I made a batch yesterday to share with friends, and in that process both determined that they are superior in every way to my prior favorite recipe, and that this fabulous recipe can be adapted to make it a bit simpler to prepare.

The adaptations are just two: first, the recipe calls for cake flour (7-8% protein) and bread flour (14-16% protein) used in equal amounts. The average protein content is thus about 10 - 12%...exactly the same as the all-purpose flour that you probably have in your cupboards and canisters...so use that instead. I have not yet done the side-by-side comparison, but I can assure you that just using regular flour tastes great.

The second adaptation concerns shaping the cookies. Let me be clear: making golf-ball sized scoops out of rock-hard dough was not fun. So for subsequent batches, I scooped the freshly made dough, chilled it and then quickly popped my flat-golf-ball-sized cookie dough balls onto the sheet for baking. Bonus: you can store them in your freezer and quickly whip up a batch for a last-minute treat.

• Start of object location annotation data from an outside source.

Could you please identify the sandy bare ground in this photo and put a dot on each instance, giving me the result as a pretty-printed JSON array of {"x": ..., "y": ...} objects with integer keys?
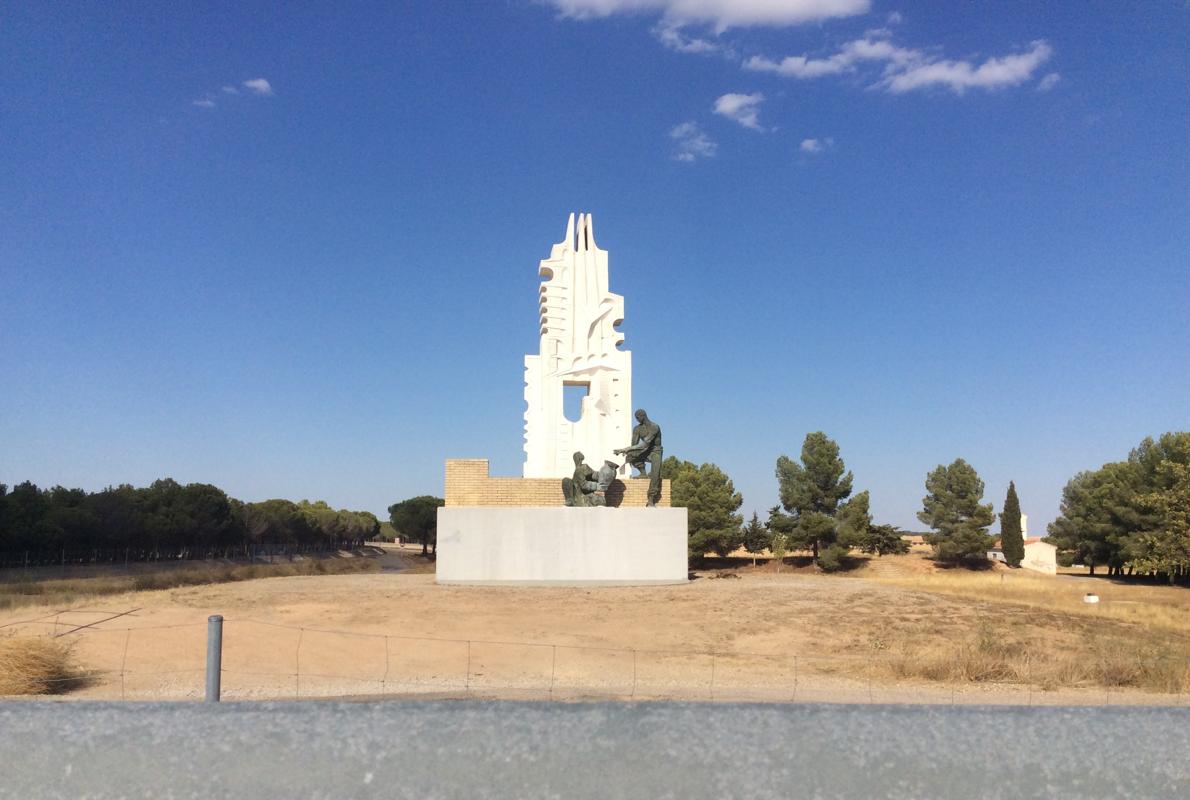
[{"x": 788, "y": 637}]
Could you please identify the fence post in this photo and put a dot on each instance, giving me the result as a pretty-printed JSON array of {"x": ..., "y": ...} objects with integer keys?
[{"x": 214, "y": 656}]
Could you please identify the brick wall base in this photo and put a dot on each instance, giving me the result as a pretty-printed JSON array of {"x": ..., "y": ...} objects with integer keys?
[{"x": 468, "y": 483}]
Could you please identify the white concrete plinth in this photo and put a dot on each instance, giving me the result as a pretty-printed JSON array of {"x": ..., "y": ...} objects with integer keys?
[{"x": 562, "y": 545}]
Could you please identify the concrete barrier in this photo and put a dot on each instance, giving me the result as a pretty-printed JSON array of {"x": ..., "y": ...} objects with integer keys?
[{"x": 562, "y": 545}]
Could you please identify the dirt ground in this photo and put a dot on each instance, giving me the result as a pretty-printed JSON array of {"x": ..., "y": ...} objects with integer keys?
[{"x": 727, "y": 635}]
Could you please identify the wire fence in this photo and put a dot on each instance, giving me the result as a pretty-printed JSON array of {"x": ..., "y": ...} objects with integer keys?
[{"x": 265, "y": 660}]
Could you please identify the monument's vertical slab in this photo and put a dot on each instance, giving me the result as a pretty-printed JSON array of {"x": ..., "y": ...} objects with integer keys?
[{"x": 580, "y": 347}]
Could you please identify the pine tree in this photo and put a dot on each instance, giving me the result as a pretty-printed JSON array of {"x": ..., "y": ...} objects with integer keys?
[
  {"x": 756, "y": 537},
  {"x": 1012, "y": 543},
  {"x": 812, "y": 492},
  {"x": 952, "y": 508},
  {"x": 711, "y": 501}
]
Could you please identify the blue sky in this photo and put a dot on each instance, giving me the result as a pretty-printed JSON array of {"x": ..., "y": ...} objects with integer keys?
[{"x": 293, "y": 251}]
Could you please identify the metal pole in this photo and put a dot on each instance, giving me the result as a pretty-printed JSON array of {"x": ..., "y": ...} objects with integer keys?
[{"x": 214, "y": 656}]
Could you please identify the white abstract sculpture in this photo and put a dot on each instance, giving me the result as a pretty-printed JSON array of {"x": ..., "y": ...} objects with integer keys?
[{"x": 580, "y": 347}]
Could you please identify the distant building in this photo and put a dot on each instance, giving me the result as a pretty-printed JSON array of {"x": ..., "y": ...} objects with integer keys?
[{"x": 1039, "y": 556}]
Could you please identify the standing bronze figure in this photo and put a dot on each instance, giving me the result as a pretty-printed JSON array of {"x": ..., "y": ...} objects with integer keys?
[{"x": 646, "y": 449}]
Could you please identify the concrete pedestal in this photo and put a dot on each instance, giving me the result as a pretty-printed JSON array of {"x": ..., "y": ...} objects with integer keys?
[{"x": 625, "y": 547}]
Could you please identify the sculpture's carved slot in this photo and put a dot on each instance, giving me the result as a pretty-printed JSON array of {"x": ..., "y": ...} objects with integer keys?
[{"x": 572, "y": 395}]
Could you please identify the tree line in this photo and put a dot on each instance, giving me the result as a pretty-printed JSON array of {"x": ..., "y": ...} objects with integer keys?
[
  {"x": 816, "y": 511},
  {"x": 166, "y": 517},
  {"x": 1132, "y": 516},
  {"x": 1128, "y": 516}
]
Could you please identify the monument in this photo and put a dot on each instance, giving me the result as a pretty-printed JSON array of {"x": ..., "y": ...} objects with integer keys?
[
  {"x": 580, "y": 347},
  {"x": 563, "y": 520}
]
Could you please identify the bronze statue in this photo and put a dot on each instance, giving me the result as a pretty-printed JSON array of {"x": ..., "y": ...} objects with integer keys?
[
  {"x": 646, "y": 449},
  {"x": 587, "y": 488}
]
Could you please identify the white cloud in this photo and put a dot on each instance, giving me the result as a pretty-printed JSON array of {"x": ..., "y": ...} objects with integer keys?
[
  {"x": 816, "y": 145},
  {"x": 744, "y": 108},
  {"x": 258, "y": 86},
  {"x": 907, "y": 69},
  {"x": 690, "y": 143},
  {"x": 719, "y": 13},
  {"x": 672, "y": 37},
  {"x": 962, "y": 75},
  {"x": 868, "y": 49}
]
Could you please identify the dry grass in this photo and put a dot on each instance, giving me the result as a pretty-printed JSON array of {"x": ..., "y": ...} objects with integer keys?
[
  {"x": 68, "y": 591},
  {"x": 1153, "y": 607},
  {"x": 994, "y": 655},
  {"x": 1035, "y": 630},
  {"x": 33, "y": 664}
]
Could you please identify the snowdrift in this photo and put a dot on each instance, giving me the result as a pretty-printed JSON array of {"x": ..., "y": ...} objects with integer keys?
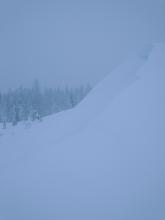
[{"x": 102, "y": 160}]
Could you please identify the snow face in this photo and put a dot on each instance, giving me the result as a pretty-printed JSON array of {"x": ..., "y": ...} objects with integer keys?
[{"x": 102, "y": 160}]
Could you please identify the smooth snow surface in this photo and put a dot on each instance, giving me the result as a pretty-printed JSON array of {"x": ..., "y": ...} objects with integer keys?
[{"x": 103, "y": 160}]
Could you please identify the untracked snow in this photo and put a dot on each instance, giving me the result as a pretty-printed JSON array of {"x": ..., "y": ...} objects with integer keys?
[{"x": 103, "y": 160}]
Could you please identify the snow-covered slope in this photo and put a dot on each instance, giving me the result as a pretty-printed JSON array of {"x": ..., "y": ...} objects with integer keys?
[{"x": 102, "y": 160}]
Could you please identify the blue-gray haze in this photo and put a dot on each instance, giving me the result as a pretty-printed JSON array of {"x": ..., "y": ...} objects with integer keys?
[{"x": 70, "y": 41}]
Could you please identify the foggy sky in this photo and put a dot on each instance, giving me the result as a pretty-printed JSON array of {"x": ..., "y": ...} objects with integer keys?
[{"x": 73, "y": 42}]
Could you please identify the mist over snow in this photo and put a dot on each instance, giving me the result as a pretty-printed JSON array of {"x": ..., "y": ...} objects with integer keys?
[{"x": 102, "y": 160}]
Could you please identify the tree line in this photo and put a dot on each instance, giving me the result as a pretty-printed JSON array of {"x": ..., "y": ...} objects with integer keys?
[{"x": 34, "y": 103}]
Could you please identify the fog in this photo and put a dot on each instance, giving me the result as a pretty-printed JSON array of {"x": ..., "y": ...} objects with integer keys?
[{"x": 73, "y": 42}]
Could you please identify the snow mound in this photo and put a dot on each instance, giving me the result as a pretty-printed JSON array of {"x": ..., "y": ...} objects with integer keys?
[{"x": 102, "y": 160}]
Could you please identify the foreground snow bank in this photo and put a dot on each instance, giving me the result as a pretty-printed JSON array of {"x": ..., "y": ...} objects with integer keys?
[{"x": 102, "y": 160}]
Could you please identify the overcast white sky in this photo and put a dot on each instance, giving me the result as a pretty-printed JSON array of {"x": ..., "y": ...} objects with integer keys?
[{"x": 71, "y": 41}]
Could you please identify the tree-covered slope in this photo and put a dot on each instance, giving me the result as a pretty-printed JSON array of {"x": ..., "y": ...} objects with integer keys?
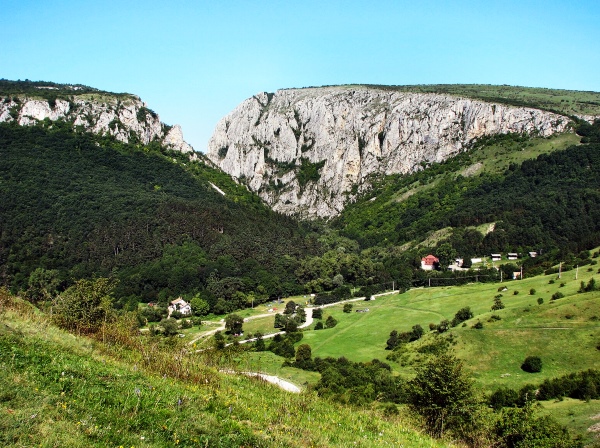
[
  {"x": 81, "y": 205},
  {"x": 550, "y": 202}
]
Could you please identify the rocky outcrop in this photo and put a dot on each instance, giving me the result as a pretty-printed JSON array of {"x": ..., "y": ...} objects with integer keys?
[
  {"x": 309, "y": 151},
  {"x": 125, "y": 117}
]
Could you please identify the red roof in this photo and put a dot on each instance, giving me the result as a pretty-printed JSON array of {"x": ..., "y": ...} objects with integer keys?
[{"x": 430, "y": 260}]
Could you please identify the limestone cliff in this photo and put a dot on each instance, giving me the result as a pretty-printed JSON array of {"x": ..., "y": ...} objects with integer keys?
[
  {"x": 123, "y": 116},
  {"x": 308, "y": 151}
]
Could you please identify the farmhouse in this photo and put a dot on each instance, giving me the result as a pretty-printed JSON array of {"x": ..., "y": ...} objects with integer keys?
[
  {"x": 180, "y": 305},
  {"x": 429, "y": 262}
]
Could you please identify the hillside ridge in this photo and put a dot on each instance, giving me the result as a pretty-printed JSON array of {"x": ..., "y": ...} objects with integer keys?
[
  {"x": 308, "y": 152},
  {"x": 123, "y": 116}
]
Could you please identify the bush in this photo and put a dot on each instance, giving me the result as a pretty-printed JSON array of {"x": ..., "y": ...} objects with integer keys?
[
  {"x": 503, "y": 398},
  {"x": 462, "y": 315},
  {"x": 532, "y": 364},
  {"x": 498, "y": 305},
  {"x": 443, "y": 395},
  {"x": 330, "y": 322}
]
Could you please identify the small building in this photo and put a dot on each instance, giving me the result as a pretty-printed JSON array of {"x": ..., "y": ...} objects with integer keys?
[
  {"x": 180, "y": 305},
  {"x": 429, "y": 262}
]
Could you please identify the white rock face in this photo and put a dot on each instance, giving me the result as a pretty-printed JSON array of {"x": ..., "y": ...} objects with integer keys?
[
  {"x": 124, "y": 117},
  {"x": 174, "y": 139},
  {"x": 353, "y": 132}
]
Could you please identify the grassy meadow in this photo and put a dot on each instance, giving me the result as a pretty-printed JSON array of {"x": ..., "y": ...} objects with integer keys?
[{"x": 61, "y": 390}]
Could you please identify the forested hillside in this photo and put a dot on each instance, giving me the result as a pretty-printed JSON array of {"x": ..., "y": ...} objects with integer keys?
[
  {"x": 75, "y": 205},
  {"x": 549, "y": 203}
]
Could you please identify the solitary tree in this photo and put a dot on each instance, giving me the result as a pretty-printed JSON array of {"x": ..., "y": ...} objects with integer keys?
[
  {"x": 233, "y": 323},
  {"x": 85, "y": 306},
  {"x": 290, "y": 307},
  {"x": 200, "y": 307},
  {"x": 330, "y": 322},
  {"x": 443, "y": 395},
  {"x": 304, "y": 356}
]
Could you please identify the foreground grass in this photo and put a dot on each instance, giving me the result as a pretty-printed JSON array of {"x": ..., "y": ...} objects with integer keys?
[{"x": 59, "y": 390}]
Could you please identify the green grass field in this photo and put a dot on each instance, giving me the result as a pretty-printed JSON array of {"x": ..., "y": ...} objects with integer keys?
[
  {"x": 565, "y": 333},
  {"x": 61, "y": 390}
]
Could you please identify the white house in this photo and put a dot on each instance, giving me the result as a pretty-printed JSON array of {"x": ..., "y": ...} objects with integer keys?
[
  {"x": 180, "y": 305},
  {"x": 429, "y": 262}
]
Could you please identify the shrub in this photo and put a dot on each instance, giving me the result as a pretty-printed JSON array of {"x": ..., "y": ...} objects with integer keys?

One note about the chocolate. I would love to make these cookies with 1-1/4# (20 oz. or about 3-1/3 cups) of artisinal chocolate disks, but frankly I'm just too lazy to order them on-line or make a pilgrimage to a store that carries them. You can now buy high quality dark chocolate chips by Guittard and other manufacturers at your local Marketbasket or other grocery store; even Nestle's Special Dark chips work well. Of course if you would like to buy several bars of high-end chocolate and chop them for this recipe, you should!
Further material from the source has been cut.